We all know that the art of conversation is crucial for language and cognitive development in Early Years, as it forms the foundations for all future learning.

Linaker Primary School has a higher-than-average percentage of EAL students. This makes it crucial for us to promote an environment where we encourage children to tell stories, share ideas and question with curiosity and sensitivity. It’s particularly important in a world of increasing technology and seemingly less social interaction for our children.

So, we had to come up with an idea that wasn’t too heavy-handed or cumbersome, but that encouraged our children to really communicate with one another, on their own terms. We found that a conversation cafe is the perfect spot to do just that.

What is a conversation cafe?

Our conversation cafe is open during rolling snack time, and there is only one rule: to dine here you must hold a conversation with your friends.

We offer our conversation cafe during continuous provision time twice daily, serving healthy food such as cereal, fruit, cheese, crackers and vegetables.
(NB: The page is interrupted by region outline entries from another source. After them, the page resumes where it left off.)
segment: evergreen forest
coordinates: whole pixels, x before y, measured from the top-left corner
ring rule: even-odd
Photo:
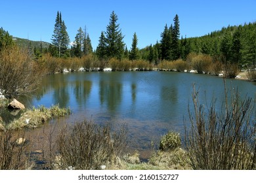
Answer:
[[[176,14],[173,24],[163,25],[161,40],[139,49],[139,37],[135,31],[131,48],[127,48],[118,16],[113,11],[94,50],[86,26],[77,27],[75,37],[70,38],[59,11],[53,26],[52,42],[48,48],[42,47],[42,41],[37,44],[39,46],[33,47],[31,43],[23,45],[33,60],[51,65],[52,69],[47,69],[48,73],[61,71],[64,67],[72,71],[81,67],[87,70],[109,67],[113,71],[132,67],[178,71],[194,69],[198,73],[218,75],[223,72],[227,77],[235,77],[242,69],[251,71],[256,67],[256,22],[228,25],[202,37],[188,38],[180,35],[180,22]],[[0,29],[0,50],[7,45],[15,44],[14,40],[7,31]]]

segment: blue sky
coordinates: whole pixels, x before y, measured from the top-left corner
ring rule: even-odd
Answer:
[[[187,37],[256,21],[256,0],[0,0],[0,27],[14,37],[51,42],[58,10],[70,41],[86,25],[93,49],[113,10],[128,49],[135,32],[140,48],[160,41],[165,24],[173,24],[176,14],[181,36]]]

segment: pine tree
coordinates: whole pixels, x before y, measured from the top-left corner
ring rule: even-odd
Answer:
[[[127,49],[127,46],[125,46],[125,53],[123,54],[123,56],[125,58],[128,58],[129,59],[129,51]]]
[[[52,44],[58,48],[58,57],[62,56],[66,54],[69,43],[70,39],[66,31],[65,23],[62,20],[61,12],[58,11],[52,36]]]
[[[87,50],[88,54],[91,54],[93,52],[93,46],[91,46],[91,41],[89,34],[87,34],[87,37],[86,37],[87,43]]]
[[[223,62],[229,63],[231,58],[232,36],[230,32],[226,32],[221,42],[221,52],[223,55]]]
[[[133,34],[133,42],[131,44],[129,59],[135,60],[139,58],[139,48],[137,48],[138,39],[136,33]]]
[[[241,33],[238,28],[234,33],[232,41],[231,58],[233,63],[240,63],[242,59]]]
[[[171,52],[172,52],[172,59],[175,60],[180,57],[180,46],[179,46],[179,37],[180,37],[180,23],[179,21],[179,16],[176,14],[173,19],[174,26],[172,29],[172,42],[171,42]]]
[[[161,58],[167,59],[168,50],[170,49],[170,34],[167,24],[165,24],[163,33],[161,33]]]
[[[103,31],[102,31],[98,41],[98,45],[96,50],[96,54],[100,59],[104,59],[107,57],[106,48],[106,38]]]
[[[148,60],[150,63],[152,63],[155,59],[155,52],[152,44],[149,47],[150,52],[148,55]]]
[[[14,44],[12,37],[9,35],[8,31],[5,31],[3,27],[0,28],[0,51],[3,48],[11,46]]]
[[[74,55],[76,57],[81,58],[83,56],[83,40],[85,37],[85,33],[83,32],[82,28],[79,27],[77,30],[77,33],[75,37],[75,50]]]
[[[113,11],[110,15],[110,23],[107,25],[106,31],[106,44],[107,56],[108,58],[121,59],[124,52],[125,44],[123,41],[123,36],[117,24],[117,16]]]
[[[60,54],[61,56],[68,56],[68,46],[70,45],[70,37],[66,31],[66,27],[64,21],[61,23],[61,44]]]
[[[93,46],[91,46],[91,39],[85,27],[85,37],[83,39],[83,52],[85,55],[88,55],[93,52]]]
There are clear rules for the conversation cafe, too: no lone diners and lots of chat. We encourage children to invite a friend or sit with a group for their snack. This often leads to both familiar and unfamiliar friendship groups sharing conversations.

Some children aren’t necessarily confident in sparking up a chat out of thin air, so at the conversation cafe we provide optional conversation prompts, sentence starters, images and props to ignite pupils’ connections with each other.

These often link to our current topic, our local environment, recent festivals and celebrations, or what the weather is like that day.

Our favourite prompt is an unopened box and a question mark, which is enough to spark predictions, reasoning and curiosity. Children love to discuss what could possibly be inside the box, and its size, suitability and relevance.

How to host a conversation cafe

We make sure that staff are at the conversation cafe to provide support through high-quality modelling. This encourages children to become comfortable using a rich range of vocabulary and language structures.

We’ve now noticed that pupils have started to lead the conversation cafe themselves. They’ll often even bring in things from home to talk about, blending the traditional ‘show and tell’ with chat and oracy development.

This places ownership of the conversation with the children. They often relish the opportunity to host the chat, comparing opinions, likes and dislikes with one another.

All this happens during snack time, with low stakes and an infinite ceiling of language, vocabulary and confidence-boosting chat; it’s a joy to see.

The opportunities for talk really are endless, but I would recommend that you have staff on hand to support oracy skills. This has been particularly useful with our EAL children. Staff can subtly model vocabulary, dialogue and listening skills, and help pupils whose first language isn’t English to feel more confident.

Most of the time children lead their own conversations with debate, opinion, empathy and understanding. However, staff join in here and there to challenge children’s opinions and encourage them to reason and justify their thoughts. They also nurture back-and-forth interactions, turn-taking, active listening and understanding non-verbal cues.

Easy intervention

Communication and language interventions are often laborious in nature and time. However, our conversation cafe is actually jam-packed with learning outcomes and oracy development without feeling like an intervention at all.

We have seen a significant increase in communication and language skills since we launched the conversation cafe. We’re really proud of our confident, chatty children.

Life in Reception is busy, and there is always something to do, but stopping for a chat might just be the most valuable tool in our teaching kits.

Sarah Wilcox is Early Years lead at Linaker Primary in Southport.